Pinkerton: I retired with 30 years and I worked here for about 23 and half years. Before that I worked at the McDowell prison unit.
Gupton: I worked at Caledonia when I started back in 1966. It was more like the major was the commander and all the guys behaved pretty well. When we came up here it was a different matter, more or less like a school for a time. Once we filled up the unit, we got more incorrectible types in.
Pinkerton: I felt like the adults were easier to handle than these young people because the adults were set in their ways. They knew what they could get away with. When I came down here it was an entirely different scene. These young boys would push you to the limit.
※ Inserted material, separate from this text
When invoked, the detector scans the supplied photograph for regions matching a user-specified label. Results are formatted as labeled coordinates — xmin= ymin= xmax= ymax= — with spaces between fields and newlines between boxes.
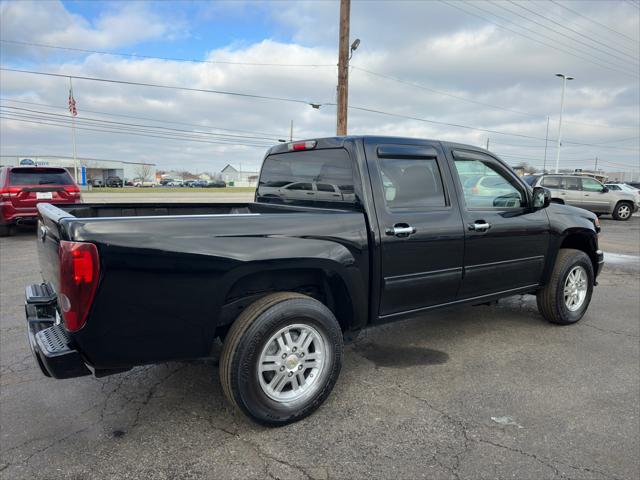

They would push to see how far they could go with you.
Pinkerton: When I came here I was assigned to the receiving floor and I worked with the new inmates coming in. I was here four and a half months and I was promoted to sergeant. I moved down to the control center and worked there for about a year and a half. Then I went to the clotheshouse and ran it for about 20 years.
Pinkerton: Inmates were classified to the upper floors and he worked his way down by behavior. It worked good.
Gupton: I was a little different from other correctional officers because I had the inmate trust fund and canteen. So I was giving them services more or less. They always liked to see me when they were getting their mail or money. Eventually, I got out of that type of work and went back to the floor working as a correctional officer. I never had problems with the guys. they were always well behaved. there were some bad ones and some good ones. They were usually better with me since I had been providing some services they looked forward to.
Pinkerton: I had the opportunity to work with one of the counselors Chris Davis who had a young man to come in that we felt like had been unfairly sentenced and we worked closely with him to keep him out of trouble to give him a chance to get out. That stands out in my memory. I always said that in the 30 years I worked with the Department of Correction, if I could look back and see one young man that I had helped better his life and get out of prison, it would be worth it all. One, hopefully many, but I do know of one.
Gupton: I had one boy when I was working in the canteen. He was in for a murder charge. He had killed his daddy. We worked with him and all the indications were there had been some parent abuse in the deal. Over a length of time, it took three or four years, we finally get his parole because we found out that his daddy was abusing the whole family. It makes you feel good to see where they got the truth in the whole deal.